On a cool and cloudy mid-April Friday morning, Japanese Prime Minister Suga Yoshihide touched down in Washington for the first in-person summit meeting of President Joe Biden’s young administration. A few hours later, by the time the U.S. president and his Japanese counterpart stepped into the Rose Garden for a post-summit press availability, the weather had turned warmer, and Biden joked that “the prime minister’s brought the sun out.” Indeed, as he made his remarks, Biden sought to channel the best of past Japan-U.S. leaders’ relationships, quipping that “Yoshi, you’ll probably be seeing a lot more of me.” While confronting the continuing problems of gun violence in the U.S. and a fourth wave of COVID-19 that may put the Tokyo Olympic Games at risk of cancellation, the two leaders sought to show that their democracies can rise to the moment on the international stage even as they manage difficult domestic challenges.

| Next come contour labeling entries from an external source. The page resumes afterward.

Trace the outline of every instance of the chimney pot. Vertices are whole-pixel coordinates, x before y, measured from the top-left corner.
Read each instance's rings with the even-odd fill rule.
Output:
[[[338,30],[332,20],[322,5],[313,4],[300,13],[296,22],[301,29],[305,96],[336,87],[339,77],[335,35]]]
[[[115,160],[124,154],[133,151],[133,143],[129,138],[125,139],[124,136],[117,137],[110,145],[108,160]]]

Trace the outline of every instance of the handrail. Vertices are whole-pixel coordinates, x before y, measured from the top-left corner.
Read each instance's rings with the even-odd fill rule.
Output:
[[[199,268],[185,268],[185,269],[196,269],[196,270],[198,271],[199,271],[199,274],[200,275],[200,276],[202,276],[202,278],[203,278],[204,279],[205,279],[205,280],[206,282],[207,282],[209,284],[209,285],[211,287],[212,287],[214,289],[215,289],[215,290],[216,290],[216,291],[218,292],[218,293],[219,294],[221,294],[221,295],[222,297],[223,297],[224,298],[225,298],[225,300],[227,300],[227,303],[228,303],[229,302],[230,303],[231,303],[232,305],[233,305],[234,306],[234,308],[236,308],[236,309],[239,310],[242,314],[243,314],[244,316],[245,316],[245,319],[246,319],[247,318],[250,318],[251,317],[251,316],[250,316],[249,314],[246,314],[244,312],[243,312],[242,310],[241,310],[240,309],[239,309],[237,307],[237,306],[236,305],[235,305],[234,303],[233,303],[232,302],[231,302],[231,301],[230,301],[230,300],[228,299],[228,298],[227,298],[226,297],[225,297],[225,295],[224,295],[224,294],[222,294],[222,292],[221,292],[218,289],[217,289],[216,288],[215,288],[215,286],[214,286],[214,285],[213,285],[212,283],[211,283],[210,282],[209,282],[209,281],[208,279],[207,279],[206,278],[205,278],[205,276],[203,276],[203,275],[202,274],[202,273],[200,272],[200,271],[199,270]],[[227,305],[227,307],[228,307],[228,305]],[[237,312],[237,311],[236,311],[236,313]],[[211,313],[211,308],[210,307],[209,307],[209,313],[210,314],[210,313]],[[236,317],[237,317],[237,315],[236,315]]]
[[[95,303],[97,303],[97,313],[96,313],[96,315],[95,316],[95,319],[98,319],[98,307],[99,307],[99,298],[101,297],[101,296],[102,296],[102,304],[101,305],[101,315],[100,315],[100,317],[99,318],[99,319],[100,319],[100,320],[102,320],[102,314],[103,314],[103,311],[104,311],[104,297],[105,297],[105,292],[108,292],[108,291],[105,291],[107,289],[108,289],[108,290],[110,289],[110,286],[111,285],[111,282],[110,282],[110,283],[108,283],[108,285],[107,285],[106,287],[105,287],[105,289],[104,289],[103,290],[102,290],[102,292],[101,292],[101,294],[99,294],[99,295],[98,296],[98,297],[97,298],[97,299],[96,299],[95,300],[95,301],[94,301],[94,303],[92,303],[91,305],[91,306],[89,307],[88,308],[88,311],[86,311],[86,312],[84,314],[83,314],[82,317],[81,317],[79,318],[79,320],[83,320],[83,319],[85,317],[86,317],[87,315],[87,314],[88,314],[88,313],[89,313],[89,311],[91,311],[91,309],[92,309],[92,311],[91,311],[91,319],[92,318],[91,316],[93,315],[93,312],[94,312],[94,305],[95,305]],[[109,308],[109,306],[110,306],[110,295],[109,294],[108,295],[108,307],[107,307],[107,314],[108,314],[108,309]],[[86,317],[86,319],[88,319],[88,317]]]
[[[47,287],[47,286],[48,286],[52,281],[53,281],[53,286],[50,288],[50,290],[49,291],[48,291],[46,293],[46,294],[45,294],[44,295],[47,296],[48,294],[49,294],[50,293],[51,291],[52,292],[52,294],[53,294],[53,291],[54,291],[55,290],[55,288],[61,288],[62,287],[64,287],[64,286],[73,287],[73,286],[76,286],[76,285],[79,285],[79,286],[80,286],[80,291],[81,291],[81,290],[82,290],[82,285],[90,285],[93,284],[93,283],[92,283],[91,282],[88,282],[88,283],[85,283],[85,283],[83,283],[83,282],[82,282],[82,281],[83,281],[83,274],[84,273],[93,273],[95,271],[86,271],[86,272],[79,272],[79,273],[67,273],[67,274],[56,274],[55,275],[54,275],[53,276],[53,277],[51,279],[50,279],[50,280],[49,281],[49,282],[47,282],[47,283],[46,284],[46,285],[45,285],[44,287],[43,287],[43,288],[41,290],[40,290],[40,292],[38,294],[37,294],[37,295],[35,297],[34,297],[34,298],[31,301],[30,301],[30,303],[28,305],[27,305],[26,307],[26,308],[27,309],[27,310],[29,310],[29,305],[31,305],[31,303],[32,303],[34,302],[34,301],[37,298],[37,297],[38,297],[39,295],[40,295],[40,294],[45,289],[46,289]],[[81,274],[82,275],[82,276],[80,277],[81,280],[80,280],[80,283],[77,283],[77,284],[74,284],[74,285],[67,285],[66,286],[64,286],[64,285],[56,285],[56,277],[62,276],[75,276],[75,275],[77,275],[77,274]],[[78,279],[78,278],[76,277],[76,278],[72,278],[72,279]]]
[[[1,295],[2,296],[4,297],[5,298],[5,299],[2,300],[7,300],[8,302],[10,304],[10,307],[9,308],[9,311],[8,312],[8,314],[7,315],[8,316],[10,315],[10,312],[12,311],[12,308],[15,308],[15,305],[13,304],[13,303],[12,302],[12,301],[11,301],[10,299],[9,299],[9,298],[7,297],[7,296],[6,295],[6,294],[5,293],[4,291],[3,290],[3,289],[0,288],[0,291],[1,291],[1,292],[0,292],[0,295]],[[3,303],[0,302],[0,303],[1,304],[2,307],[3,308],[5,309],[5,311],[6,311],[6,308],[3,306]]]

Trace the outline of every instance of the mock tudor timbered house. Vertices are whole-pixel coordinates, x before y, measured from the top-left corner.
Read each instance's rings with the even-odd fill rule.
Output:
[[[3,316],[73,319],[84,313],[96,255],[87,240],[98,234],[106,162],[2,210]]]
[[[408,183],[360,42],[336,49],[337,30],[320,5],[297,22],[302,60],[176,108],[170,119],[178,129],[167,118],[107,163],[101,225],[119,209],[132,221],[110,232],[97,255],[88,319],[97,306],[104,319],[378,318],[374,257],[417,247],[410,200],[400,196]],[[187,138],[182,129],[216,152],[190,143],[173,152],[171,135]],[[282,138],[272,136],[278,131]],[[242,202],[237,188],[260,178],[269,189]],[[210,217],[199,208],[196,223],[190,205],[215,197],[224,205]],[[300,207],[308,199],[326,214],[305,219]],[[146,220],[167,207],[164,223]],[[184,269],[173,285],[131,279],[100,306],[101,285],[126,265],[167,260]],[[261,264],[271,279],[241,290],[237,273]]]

One of the central issues the two sides sought to address in their meeting was global warming, including coordination ahead of the virtual climate summit that Biden will convene on April 22–23. Japan, the world’s third largest economy, has pledged to work toward net-zero greenhouse gas emissions by 2050 (PDF). The two leaders announced the launch of a U.S.-Japan Climate Partnership (PDF) to take “decisive action” by 2030 to advance an ambitious agenda on climate change, decarbonization, and clean energy.
They also likely discussed Japan’s plans to proceed with ocean-based disposal of the 1.25 million tons of wastewater containing radioactive tritium from the destroyed Fukushima Daiichi nuclear power plant. While this move has attracted substantial negative commentary from China and South Korea, RAND research published in 2016 established that the radioactive wastewater from the facility represents a substantially greater threat if concentrated in one location, such as at the site of the reactor, than if diluted and distributed in the ocean where it poses minimal risk to human or animal health.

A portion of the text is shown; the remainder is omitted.